The hyper-responsiveness observed during airway inflammation is nonspecific in nature. We observed exaggerated [Ca²⁺]_i responses to three different agonists in cytokine-treated ASM cells. The cADPR antagonist attenuated responses to all three agonists in both control and cytokine-treated cells; in cytokine-treated cells, the attenuation was much greater than in controls. These findings indicate that CD38-cADPR signaling is used by multiple agonists for calcium mobilization and that its up-regulation contributes to airway hyper-responsiveness.

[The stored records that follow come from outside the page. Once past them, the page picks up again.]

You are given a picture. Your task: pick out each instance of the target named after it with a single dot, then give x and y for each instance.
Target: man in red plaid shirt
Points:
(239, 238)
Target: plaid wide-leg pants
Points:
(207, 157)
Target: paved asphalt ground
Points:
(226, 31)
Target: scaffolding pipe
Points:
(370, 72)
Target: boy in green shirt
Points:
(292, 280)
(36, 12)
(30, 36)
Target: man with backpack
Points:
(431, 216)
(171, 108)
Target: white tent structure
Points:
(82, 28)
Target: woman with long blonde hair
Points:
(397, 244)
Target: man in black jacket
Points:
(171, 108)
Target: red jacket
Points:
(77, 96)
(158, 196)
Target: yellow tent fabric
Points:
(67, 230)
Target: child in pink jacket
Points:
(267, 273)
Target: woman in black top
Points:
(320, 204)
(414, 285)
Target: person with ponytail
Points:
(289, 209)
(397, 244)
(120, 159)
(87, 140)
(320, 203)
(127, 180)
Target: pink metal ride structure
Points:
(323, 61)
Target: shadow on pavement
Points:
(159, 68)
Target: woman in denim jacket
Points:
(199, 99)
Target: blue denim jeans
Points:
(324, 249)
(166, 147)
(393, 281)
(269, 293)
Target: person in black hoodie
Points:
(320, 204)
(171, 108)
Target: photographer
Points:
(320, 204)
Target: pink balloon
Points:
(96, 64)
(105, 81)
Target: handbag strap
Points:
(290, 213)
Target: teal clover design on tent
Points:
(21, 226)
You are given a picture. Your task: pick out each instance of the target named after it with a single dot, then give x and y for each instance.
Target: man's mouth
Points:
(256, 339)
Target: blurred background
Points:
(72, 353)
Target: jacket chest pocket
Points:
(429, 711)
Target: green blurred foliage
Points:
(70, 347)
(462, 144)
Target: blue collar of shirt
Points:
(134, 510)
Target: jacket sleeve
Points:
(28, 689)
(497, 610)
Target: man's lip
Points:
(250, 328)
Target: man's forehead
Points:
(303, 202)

Human ASM cells demonstrate hyper-reactivity to agonists that mediate their effects through G-protein-coupled receptors. How stimulation of agonist receptors leads to activation of CD38 and cADPR-mediated calcium mobilization is not clearly understood in smooth muscle cells. In other cell types, it has been demonstrated that activation of ADP-ribosyl cyclase involves G-proteins. In ASM, the effects of Ach are mediated through muscarinic receptors coupled to G_i- and G_q-type G-proteins, whereas BK and TH responses are predominantly through G_q-type G-proteins. The fact that the cADPR antagonist inhibits calcium responses to all three agonists indicates that receptors coupled to both types of G-proteins activate CD38-cADPR signaling in human ASM cells. Furthermore, it has been reported that inflammatory cytokines up-regulate the expression of G-proteins in human ASM cells. This along with the increased CD38 expression may lead to increased cADPR production and airway hyper-responsiveness.

These results provide the first evidence for a role of CD38-cyclic ADP-ribose signaling in airway smooth muscle cell hyper-responsiveness in a model of inflammation (Fig. 3 ).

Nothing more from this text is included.